In connection with \(\gamma_{1},\gamma_{2},\beta_{k}\in [0,1)\), \(k=1,2,\ldots,m\), it follows that the functional Φ is coercive on X. Furthermore, by Lemma 3.1 and Lemma 2.3, we have that Φ has a minimum point on X. Hence, problem (1.1) has at least one nontrivial solution. □

Corollary 3.1

Assume that \(f_{u}\), \(f_{v}\), \(I_{k}\) and \(J_{k}\), \(k=1,2,\ldots,m\), are bounded.

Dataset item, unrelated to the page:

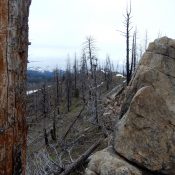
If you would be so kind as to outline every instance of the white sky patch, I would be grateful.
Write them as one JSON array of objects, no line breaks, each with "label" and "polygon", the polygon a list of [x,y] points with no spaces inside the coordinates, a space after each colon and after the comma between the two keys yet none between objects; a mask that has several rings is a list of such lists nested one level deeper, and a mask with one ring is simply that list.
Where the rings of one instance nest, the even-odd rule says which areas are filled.
[{"label": "white sky patch", "polygon": [[[117,30],[123,26],[129,0],[36,0],[29,16],[29,61],[43,60],[40,65],[65,67],[67,55],[80,58],[82,43],[92,35],[102,62],[109,54],[114,65],[125,61],[125,38]],[[42,6],[41,6],[42,4]],[[132,25],[137,26],[138,44],[144,45],[158,33],[175,38],[174,0],[132,0]],[[142,46],[143,47],[143,46]],[[44,58],[43,58],[44,57]],[[46,61],[47,60],[47,61]],[[37,62],[30,63],[38,66]]]}]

Then problem (1.1) has at least one solution.

4 Example

Let \(T=\pi\), \(t_{1}=1\). We consider the following problem with impulses:

$$ \left \{ \textstyle\begin{array}{l} -u''(t)+(1+t)u(t)=t^{2}+\sqrt{u(t)}, \\ -v''(t)+(t+t^{2})v(t)=t+\sqrt[3]{v(t)}, \\ u(0)=u(\pi)=v(0)=v(\pi)=0, \\ \Delta u'(t_{1})=u'(t_{1}^{+})-u'(t_{1}^{-})=2+\sqrt[3]{u(t_{1})}, \\ \Delta v'(t_{1})=v'(t_{1}^{+})-v'(t_{1}^{-})=t_{1}+\sqrt[4]{v(t_{1})}. \end{array}\displaystyle \right . $$

(4.1)

First we can see that \(g(t)=1+t\), \(h(t)=t+t^{2}\), and \(\alpha=0 >-\frac {\pi^{2}}{T^{2}}\), then (H₁) holds. Next, taking \(a=\pi^{2}\), \(b=1\), \(\gamma _{1}=\frac{1}{2}\), and \(\gamma_{2}=\frac{1}{3}\), (H₂) holds. Finally, taking \(a_{1}=2\), \(b=1\), and \(\beta_{1}=\frac{1}{3}\), (H₃) holds. Then, by Theorem 1.1, the impulsive problem (4.1) has at least one nontrivial solution.